Phase 14 Labs — Model Architectures (Adding a Model)
Three labs on the most common vLLM contribution: adding a model. The arc: honor the
contract — implement a new architecture and prove the engine never looks past one
method (lab-01), translate the checkpoint — HF names to fused vLLM params, with
the GQA slice arithmetic and the fusion-legality proof (lab-03), then trace the
real thing — five tensors through llama.py's load_weights, shapes reconciled
live (lab-02).
Recommended order: 01 → 03 → 02. CPU labs follow the standard contract —
starter.py (your work), solution.py (reference), test_lab.py (the spec); default
runs the solution, LAB_IMPL=starter grades yours.
# Whole phase (GPU tests auto-skip without CUDA):
pytest phase-14-model-architectures/labs -m "not gpu"
# Grade yourself on one lab:
LAB_IMPL=starter pytest phase-14-model-architectures/labs/lab-01-add-a-toy-architecture -q
Contents
- lab-01-add-a-toy-architecture
[CPU-OK] - lab-02-trace-weight-loading
[GPU-OPT] - lab-03-weight-mapping
[CPU-OK] - What you can do after this phase
Labs
lab-01-add-a-toy-architecture [CPU-OK]
Implement a genuinely new architecture (a bigram model that ignores positions)
against mini_vllm's one-method contract and serve it through the unchanged engine —
with the capstone tripwire test: a proxy that fails on any attribute access beyond
forward survives a full generate(), measuring the contract's width.

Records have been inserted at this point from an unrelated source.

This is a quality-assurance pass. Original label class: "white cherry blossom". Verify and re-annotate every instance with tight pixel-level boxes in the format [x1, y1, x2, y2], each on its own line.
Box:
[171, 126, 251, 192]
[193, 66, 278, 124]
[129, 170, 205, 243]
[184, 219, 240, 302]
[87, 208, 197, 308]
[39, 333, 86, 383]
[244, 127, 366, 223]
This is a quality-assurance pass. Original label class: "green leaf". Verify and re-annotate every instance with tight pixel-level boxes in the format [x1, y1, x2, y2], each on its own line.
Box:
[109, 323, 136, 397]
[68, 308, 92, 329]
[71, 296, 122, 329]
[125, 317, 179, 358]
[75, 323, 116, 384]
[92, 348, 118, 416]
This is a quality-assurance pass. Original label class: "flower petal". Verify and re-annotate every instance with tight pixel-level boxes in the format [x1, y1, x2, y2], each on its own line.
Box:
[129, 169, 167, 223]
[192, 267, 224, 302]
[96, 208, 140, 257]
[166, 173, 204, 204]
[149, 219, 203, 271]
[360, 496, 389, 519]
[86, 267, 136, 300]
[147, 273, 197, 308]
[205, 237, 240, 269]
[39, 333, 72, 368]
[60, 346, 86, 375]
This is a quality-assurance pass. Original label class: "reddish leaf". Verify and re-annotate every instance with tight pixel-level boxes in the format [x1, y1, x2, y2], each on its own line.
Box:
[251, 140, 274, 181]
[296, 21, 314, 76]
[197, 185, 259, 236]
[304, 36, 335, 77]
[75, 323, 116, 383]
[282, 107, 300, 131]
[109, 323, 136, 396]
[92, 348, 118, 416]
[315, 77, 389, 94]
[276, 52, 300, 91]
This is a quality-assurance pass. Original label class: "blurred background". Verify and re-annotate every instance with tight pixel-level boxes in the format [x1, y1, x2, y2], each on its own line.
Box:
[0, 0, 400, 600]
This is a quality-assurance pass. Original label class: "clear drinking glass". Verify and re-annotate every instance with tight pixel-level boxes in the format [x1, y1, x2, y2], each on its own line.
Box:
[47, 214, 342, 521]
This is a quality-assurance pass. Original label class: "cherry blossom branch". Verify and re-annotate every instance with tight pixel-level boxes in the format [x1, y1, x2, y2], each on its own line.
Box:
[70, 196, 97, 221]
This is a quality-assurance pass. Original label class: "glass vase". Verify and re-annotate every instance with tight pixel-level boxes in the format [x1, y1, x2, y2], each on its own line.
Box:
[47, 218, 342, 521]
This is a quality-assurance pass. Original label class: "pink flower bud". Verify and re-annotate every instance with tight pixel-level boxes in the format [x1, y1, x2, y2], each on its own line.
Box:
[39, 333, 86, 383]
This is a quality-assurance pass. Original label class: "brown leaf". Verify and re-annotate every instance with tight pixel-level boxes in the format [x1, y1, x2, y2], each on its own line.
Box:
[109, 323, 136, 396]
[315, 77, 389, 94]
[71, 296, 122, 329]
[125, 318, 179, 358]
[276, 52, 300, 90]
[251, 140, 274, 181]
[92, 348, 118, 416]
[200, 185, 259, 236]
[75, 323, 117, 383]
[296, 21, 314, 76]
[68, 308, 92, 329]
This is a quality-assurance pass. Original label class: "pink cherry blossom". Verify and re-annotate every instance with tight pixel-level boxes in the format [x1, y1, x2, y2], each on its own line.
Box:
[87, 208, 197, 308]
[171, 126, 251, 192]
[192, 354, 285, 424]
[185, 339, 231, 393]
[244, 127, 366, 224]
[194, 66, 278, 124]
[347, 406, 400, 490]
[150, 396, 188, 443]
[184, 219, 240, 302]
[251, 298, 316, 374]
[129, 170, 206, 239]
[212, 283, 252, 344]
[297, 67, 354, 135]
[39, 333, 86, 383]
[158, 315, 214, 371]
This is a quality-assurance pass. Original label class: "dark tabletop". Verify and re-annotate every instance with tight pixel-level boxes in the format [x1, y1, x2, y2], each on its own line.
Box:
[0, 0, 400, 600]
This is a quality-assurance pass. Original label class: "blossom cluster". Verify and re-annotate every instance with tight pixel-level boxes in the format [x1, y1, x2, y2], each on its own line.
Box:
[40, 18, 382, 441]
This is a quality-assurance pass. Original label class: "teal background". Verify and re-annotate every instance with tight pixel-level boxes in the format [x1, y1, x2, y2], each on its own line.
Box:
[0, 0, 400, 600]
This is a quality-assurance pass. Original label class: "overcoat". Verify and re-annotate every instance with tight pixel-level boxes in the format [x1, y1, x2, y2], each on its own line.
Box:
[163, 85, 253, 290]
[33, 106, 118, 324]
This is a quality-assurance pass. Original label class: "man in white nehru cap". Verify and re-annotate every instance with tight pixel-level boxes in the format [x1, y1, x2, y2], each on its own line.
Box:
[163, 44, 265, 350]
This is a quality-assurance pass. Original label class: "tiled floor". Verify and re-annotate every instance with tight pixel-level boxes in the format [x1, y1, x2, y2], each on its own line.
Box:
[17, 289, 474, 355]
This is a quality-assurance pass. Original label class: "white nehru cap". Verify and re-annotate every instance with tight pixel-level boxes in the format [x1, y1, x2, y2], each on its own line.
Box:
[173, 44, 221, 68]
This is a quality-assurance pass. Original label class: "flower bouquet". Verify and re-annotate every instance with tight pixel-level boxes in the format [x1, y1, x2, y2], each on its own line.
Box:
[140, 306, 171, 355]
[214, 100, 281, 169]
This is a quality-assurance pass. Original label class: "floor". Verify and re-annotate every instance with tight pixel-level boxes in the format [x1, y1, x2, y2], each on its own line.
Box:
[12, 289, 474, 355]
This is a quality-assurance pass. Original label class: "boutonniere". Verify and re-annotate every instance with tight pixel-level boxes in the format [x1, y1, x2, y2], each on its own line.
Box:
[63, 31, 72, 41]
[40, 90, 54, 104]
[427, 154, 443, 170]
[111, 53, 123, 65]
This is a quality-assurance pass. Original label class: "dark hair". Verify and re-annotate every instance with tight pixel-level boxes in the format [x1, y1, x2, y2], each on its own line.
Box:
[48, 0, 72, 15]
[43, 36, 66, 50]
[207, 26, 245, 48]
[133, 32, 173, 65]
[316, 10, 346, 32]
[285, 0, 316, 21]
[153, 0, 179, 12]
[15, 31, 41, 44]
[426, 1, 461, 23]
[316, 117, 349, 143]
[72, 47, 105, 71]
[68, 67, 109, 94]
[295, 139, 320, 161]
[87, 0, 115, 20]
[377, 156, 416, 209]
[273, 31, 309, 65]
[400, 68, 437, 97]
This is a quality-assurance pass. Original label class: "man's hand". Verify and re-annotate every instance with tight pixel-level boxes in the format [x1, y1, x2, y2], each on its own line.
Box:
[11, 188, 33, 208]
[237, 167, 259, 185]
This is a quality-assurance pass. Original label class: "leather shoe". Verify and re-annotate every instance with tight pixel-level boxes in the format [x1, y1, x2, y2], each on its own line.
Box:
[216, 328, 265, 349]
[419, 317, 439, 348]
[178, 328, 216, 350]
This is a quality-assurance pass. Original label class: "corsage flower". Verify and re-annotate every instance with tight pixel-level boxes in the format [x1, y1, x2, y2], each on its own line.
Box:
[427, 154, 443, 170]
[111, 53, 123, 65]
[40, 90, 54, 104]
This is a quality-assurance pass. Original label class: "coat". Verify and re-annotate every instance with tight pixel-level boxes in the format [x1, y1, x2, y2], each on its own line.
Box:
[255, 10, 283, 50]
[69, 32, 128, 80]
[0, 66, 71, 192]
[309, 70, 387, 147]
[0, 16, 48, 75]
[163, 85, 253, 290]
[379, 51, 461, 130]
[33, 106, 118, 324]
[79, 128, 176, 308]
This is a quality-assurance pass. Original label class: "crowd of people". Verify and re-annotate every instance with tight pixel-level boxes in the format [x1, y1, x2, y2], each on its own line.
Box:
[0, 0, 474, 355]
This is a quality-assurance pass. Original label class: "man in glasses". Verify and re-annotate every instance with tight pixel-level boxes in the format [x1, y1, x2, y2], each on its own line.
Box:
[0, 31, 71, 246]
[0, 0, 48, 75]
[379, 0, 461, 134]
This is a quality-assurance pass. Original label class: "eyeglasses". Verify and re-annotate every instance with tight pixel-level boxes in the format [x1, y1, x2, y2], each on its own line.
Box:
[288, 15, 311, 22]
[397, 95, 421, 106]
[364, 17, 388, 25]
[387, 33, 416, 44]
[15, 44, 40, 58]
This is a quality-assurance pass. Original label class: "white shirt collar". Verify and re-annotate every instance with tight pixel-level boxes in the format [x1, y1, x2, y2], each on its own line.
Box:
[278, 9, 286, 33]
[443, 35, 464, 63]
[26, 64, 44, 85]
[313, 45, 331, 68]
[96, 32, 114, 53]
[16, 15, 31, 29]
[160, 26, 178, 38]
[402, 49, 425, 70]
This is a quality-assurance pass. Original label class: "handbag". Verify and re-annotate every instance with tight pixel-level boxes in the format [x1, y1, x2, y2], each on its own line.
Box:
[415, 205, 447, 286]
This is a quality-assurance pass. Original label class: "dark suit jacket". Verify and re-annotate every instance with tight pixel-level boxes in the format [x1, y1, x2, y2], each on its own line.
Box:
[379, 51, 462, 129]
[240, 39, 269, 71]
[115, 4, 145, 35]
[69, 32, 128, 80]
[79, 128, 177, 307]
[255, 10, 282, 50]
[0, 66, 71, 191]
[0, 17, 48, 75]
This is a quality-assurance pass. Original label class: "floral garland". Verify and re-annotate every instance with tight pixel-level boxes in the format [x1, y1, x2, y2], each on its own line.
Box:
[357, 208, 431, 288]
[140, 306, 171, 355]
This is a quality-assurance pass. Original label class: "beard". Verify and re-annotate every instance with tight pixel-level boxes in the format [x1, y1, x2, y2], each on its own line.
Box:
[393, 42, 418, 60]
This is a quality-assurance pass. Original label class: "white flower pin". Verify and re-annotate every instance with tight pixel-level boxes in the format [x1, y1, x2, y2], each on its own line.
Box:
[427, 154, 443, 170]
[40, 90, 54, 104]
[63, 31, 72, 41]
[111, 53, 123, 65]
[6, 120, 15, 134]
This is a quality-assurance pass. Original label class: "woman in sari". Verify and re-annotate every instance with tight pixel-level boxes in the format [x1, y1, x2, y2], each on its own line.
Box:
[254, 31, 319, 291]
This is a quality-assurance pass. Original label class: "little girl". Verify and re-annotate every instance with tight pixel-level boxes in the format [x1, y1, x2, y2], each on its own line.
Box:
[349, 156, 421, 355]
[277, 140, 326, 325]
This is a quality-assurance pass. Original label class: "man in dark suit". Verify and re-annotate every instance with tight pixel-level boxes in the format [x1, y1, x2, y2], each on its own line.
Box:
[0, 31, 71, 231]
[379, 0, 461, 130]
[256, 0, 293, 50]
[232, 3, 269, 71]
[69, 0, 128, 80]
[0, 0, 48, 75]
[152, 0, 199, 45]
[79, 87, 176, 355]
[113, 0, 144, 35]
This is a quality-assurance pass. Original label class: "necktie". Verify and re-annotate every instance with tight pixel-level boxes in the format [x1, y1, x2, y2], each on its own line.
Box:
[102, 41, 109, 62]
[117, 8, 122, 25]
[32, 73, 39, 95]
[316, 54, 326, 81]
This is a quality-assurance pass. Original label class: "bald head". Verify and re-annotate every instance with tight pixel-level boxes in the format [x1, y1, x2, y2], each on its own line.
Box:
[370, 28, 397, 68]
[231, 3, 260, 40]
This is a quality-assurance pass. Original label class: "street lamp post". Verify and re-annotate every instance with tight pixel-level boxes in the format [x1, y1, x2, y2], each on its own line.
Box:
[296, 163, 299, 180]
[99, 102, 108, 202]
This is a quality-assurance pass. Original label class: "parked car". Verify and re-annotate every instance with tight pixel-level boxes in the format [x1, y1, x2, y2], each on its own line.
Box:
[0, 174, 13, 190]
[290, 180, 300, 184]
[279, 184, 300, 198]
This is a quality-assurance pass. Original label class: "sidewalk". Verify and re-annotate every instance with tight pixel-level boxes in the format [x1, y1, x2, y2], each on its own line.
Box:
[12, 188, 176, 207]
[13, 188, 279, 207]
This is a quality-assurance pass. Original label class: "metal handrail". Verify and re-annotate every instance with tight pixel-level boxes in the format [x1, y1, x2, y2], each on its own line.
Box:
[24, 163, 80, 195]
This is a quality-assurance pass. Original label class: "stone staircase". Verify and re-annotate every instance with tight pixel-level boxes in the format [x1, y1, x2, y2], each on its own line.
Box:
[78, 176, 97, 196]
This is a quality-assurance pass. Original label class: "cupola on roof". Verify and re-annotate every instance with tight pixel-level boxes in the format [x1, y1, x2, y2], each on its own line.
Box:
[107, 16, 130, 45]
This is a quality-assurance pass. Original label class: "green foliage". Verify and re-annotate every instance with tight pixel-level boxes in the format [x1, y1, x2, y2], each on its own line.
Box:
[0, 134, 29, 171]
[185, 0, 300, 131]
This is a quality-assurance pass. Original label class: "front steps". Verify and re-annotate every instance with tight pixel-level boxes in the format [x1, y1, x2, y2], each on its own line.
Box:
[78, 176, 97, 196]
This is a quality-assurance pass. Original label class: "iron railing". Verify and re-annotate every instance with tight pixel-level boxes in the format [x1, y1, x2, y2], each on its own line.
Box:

Plus the
deep one: Phase 3's chunked-prefill invariant verified for the new model — engine
invariants are model-independent. Skills: the narrow waist; over-supplying
contracts; tripwire proxies as executable architecture docs; the layer library as
where features meet models.
lab-02-trace-weight-loading [GPU-OPT]
Five tensors traced through the real load_weights: safetensors name → mapping row →
fused parameter → slice — with live shape verification ((6144, 4096) qkv = 32 q-heads
- 2×8 kv-heads, halving under TP=2) and checkpoint forensics from shapes alone.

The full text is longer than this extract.